The wind blew from the south, blowing his spine. I want to die, and my mother has a reward. The wind blows from the south, and the wind blows from the other side. God, I have no family.
Is there any cold in the spring? Under Xun. With seven children, my mother is very hard. The yellow bird, with its voice. There are seven children, don't comfort your mother.
Explain in vernacular Chinese: the gentle wind is blowing from the south, blowing the saplings of Zizyphus jujuba. The saplings grow strong and strong, and it is very hard for mothers to raise their children. The breeze blew from the south and turned jujube trees into firewood. My mother is virtuous and kind, and my generation is ashamed and incompetent. The spring water is biting cold, just outside the wall. How difficult it is for a mother to raise seven children. Beautiful and lovely yellow birds sing, crisp and tactfully like singing. Raising seven children, no one can reassure the mother.
Extended data
Li Guofeng Fengkai is a poem in The Book of Songs, the first poetry collection in ancient China. Modern scholars generally think that this is a poem in which a son praises his mother, and feel deeply guilty. The whole poem consists of four chapters, each with four sentences. In the first two sentences of each chapter, Kaifeng, thorn trees, cold springs, yellow birds and other images constitute a colorful summer landscape; The last two sentences repeatedly sang the filial son's deep affection for his mother. The metaphor is appropriate and the words are steady.
This poem begins with the triumphant wind blowing his heart, comparing the mother's upbringing to the warm south wind and the brothers to the buds of childhood friends. The healthy growth of the "clustered" buds depends entirely on the hard work of his mother.
Seven sons grew up one by one. Mother's great kindness can be called a saint, but her son is an unfilial son. This is remorse and self-assertion. I always think I haven't done enough. Compared with my mother's kindness, I have a long way to go.
The first two sentences in the first two chapters of the poem, the wind blows the heart and the salary, are metaphors of a mother raising seven children. Kaifeng is the wind that grows everything in summer, which is used as a metaphor for mother. The heart with thorns, when the jujube tree just sprouted, the heart was red, which meant that the son was born.

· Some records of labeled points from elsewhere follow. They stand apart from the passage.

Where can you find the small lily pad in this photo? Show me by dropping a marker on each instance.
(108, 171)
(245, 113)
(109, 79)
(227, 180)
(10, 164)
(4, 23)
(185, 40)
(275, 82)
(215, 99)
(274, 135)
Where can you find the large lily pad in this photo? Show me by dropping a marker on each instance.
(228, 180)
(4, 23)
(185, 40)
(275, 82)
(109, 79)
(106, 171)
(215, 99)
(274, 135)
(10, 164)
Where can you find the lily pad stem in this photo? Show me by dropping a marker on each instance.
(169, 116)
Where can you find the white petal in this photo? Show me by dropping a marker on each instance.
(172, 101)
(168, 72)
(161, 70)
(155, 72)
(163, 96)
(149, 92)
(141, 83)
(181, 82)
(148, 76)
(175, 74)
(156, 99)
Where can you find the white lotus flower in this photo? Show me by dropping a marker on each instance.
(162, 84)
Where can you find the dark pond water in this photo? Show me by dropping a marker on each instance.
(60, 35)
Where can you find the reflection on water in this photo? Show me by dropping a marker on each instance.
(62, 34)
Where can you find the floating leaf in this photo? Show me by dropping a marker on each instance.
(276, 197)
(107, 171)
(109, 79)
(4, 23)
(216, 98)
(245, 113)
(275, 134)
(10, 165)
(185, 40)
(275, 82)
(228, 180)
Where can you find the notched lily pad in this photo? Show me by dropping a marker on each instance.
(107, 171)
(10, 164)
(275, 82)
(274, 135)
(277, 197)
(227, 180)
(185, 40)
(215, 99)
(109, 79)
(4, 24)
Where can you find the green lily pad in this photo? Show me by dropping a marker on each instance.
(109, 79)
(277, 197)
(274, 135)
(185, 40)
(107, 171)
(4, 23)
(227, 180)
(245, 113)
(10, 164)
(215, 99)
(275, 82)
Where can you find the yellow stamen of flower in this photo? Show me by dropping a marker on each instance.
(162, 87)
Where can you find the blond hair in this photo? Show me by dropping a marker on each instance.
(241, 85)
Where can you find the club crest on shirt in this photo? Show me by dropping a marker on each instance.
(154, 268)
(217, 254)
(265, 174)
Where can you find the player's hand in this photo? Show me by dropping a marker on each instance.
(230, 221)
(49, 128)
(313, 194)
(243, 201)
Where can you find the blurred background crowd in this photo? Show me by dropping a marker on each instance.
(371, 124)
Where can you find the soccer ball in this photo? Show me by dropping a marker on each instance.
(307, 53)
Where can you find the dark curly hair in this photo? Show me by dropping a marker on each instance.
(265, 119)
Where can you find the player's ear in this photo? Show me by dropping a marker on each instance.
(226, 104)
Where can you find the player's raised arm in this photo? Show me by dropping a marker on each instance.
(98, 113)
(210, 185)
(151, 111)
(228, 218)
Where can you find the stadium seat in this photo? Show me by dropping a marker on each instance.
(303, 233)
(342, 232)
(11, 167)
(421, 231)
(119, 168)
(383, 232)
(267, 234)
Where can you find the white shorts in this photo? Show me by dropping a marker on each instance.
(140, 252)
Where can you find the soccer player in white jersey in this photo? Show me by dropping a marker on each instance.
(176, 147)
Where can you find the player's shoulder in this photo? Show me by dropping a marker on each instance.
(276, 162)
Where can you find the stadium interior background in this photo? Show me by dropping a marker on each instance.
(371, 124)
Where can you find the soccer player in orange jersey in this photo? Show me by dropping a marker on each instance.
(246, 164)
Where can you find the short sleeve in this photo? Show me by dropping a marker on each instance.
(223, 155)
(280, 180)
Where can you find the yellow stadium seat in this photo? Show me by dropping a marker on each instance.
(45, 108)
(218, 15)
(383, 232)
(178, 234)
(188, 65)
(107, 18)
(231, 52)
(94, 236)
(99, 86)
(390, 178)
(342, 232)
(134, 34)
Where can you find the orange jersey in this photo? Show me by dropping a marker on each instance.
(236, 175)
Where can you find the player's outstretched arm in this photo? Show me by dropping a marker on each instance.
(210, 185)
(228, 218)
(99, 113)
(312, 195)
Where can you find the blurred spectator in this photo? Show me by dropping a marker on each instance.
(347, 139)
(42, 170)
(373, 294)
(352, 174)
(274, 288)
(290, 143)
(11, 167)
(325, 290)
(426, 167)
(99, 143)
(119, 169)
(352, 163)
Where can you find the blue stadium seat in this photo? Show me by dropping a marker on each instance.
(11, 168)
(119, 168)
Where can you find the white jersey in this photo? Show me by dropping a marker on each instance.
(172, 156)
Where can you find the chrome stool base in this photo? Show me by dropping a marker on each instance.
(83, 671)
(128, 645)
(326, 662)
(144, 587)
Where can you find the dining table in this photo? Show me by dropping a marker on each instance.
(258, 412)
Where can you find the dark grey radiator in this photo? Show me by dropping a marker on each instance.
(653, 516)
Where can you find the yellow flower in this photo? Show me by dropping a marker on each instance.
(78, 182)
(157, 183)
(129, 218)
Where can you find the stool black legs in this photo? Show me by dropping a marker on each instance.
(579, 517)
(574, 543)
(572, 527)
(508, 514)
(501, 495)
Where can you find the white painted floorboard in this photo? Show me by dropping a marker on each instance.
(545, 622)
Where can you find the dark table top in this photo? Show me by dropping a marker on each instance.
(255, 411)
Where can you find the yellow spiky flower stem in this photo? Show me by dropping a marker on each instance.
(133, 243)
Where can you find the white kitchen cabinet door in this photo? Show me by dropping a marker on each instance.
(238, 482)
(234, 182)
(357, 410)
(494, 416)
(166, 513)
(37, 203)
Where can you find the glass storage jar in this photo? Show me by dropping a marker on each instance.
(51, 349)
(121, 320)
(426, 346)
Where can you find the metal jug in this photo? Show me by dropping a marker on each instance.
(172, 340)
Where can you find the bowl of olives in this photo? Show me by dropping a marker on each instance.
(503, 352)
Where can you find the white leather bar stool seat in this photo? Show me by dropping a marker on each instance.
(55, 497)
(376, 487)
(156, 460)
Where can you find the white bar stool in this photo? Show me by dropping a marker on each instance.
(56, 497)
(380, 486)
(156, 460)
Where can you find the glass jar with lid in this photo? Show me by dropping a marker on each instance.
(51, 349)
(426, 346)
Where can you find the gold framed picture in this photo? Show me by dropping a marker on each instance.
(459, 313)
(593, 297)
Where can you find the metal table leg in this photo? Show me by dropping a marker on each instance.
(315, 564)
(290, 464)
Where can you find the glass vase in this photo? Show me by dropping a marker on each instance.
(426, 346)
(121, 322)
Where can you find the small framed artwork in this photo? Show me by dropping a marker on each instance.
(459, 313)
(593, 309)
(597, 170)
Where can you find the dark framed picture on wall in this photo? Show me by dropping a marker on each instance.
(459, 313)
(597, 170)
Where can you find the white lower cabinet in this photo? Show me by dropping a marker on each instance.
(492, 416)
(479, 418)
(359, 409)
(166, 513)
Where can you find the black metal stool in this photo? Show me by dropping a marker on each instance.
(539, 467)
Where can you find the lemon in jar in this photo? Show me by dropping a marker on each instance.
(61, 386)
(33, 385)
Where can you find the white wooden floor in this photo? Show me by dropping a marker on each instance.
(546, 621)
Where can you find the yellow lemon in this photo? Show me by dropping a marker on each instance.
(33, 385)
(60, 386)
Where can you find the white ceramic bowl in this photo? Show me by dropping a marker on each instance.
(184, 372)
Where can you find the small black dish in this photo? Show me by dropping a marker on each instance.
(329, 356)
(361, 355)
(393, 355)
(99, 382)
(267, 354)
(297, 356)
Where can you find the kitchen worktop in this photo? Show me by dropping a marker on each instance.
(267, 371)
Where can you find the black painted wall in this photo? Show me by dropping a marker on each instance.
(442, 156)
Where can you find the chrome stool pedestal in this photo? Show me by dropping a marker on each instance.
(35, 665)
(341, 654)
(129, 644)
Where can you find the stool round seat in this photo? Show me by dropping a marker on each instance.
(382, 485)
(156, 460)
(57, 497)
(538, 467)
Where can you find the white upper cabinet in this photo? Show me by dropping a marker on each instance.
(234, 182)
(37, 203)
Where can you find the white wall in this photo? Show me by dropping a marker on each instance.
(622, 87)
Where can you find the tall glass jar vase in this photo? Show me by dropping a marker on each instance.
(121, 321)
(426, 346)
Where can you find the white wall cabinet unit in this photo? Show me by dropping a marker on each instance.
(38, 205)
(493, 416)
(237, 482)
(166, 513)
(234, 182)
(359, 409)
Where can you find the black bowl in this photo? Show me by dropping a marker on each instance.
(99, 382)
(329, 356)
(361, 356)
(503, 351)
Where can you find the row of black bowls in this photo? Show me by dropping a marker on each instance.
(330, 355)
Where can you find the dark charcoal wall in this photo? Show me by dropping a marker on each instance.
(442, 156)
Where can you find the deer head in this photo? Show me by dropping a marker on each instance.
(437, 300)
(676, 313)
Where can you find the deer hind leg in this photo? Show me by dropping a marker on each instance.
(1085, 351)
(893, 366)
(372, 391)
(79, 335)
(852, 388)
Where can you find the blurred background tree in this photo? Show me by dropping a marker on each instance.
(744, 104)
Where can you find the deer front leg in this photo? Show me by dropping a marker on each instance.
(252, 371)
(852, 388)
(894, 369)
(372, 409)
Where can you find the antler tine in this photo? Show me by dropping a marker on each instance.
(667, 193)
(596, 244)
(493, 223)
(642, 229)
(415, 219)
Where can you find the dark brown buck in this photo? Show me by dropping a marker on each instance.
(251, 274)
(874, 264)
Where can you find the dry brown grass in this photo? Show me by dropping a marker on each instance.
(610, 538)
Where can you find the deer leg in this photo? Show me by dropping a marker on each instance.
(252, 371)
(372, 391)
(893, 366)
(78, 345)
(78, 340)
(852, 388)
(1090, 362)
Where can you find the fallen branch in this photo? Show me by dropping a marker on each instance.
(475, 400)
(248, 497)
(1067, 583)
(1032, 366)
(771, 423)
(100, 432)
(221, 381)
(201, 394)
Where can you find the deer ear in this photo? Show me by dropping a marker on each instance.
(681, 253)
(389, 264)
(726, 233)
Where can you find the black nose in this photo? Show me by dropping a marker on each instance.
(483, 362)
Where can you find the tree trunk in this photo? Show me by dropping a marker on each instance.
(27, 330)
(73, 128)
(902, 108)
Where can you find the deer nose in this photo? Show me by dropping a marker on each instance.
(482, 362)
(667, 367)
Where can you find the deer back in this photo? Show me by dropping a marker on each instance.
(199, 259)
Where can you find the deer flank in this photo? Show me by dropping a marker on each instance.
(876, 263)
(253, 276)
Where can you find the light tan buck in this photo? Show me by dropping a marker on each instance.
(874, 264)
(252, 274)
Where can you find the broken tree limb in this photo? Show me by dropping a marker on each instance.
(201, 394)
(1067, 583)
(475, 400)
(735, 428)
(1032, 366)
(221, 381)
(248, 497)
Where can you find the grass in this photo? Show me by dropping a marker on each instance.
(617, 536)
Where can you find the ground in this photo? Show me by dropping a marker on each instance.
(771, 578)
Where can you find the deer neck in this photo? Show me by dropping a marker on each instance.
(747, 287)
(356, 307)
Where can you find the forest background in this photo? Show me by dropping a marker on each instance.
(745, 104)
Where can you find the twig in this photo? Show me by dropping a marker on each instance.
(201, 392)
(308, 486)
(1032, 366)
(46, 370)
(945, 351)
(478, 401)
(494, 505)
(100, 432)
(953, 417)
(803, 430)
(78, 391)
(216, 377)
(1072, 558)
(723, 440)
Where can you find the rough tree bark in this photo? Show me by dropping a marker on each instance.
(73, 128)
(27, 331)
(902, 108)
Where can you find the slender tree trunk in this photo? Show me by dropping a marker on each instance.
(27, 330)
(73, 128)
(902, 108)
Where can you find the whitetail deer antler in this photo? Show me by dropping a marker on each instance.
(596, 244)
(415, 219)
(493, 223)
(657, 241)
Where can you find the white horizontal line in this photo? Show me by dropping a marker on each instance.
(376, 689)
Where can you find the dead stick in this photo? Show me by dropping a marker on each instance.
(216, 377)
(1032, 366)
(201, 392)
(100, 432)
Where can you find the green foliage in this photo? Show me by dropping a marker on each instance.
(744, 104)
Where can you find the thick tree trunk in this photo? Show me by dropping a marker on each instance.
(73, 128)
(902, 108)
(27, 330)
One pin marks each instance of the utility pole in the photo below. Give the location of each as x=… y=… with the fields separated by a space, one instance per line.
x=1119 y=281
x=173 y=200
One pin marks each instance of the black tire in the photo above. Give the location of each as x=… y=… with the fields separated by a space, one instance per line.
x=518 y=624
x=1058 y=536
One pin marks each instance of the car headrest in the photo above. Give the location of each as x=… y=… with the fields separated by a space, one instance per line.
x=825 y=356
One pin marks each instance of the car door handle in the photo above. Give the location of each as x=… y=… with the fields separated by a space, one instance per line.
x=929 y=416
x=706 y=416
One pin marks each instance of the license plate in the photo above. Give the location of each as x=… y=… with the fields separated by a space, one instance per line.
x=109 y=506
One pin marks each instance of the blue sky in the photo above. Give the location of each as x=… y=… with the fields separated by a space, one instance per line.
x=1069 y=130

The salary with thorns, the jujube tree is long enough to be used as firewood, indicating that the son has grown up. On the one hand, the last two sentences express the hardship of the mother in raising her son, on the other hand, they express the futility of the brothers and their self-reproach. This poem conveys the graceful and restrained meaning of the dutiful son in straightforward language.
In the last two chapters of the poem, cold spring and yellow bird are compared. The cold spring is in elegance, and the water is often cold in winter and summer. People drink it for summer. Yellow birds are crisp and swaying, singing in summer, and people are listening and enjoying. The poet used this to reflect that his younger brother could not comfort his mother.
Starting from the third chapter, the author compares cold spring to mother and yellow bird to child, and makes further self-criticism. Late spring cold has also become synonymous with maternal love. The cold spring is dirty and moistens people's hearts. My mother gave birth to seven brothers, and she still works so hard. How can a son feel at ease? The yellow bird sings beautifully and tactfully, but it is still so sweet. Why can't Qizi soothe his mother's lonely heart?